Pan-viral specificity of IFN-induced genes reveals new roles for cGAS in innate immunity

  • A Corrigendum to this article was published on 08 July 2015

Abstract

The type I interferon (IFN) response protects cells from viral infection by inducing hundreds of interferon-stimulated genes (ISGs), some of which encode direct antiviral effectors1,2,3. Recent screening studies have begun to catalogue ISGs with antiviral activity against several RNA and DNA viruses4,5,6,7,8,9,10,11,12,13. However, antiviral ISG specificity across multiple distinct classes of viruses remains largely unexplored. Here we used an ectopic expression assay to screen a library of more than 350 human ISGs for effects on 14 viruses representing 7 families and 11 genera. We show that 47 genes inhibit one or more viruses, and 25 genes enhance virus infectivity. Comparative analysis reveals that the screened ISGs target positive-sense single-stranded RNA viruses more effectively than negative-sense single-stranded RNA viruses. Gene clustering highlights the cytosolic DNA sensor cyclic GMP-AMP synthase (cGAS, also known as MB21D1) as a gene whose expression also broadly inhibits several RNA viruses.
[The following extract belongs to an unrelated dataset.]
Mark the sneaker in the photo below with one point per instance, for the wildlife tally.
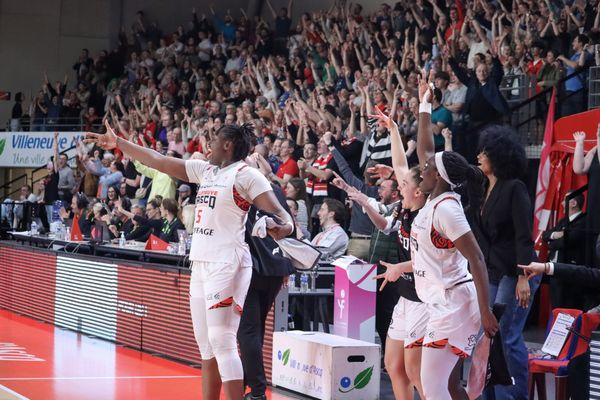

In vitro, lentiviral delivery of enzymatically active cGAS triggers a STING-dependent, IRF3-mediated antiviral program that functions independently of canonical IFN/STAT1 signalling. In vivo, genetic ablation of murine cGAS reveals its requirement in the antiviral response to two DNA viruses, and an unappreciated contribution to the innate control of an RNA virus. These studies uncover new paradigms for the preferential specificity of IFN-mediated antiviral pathways spanning several virus families.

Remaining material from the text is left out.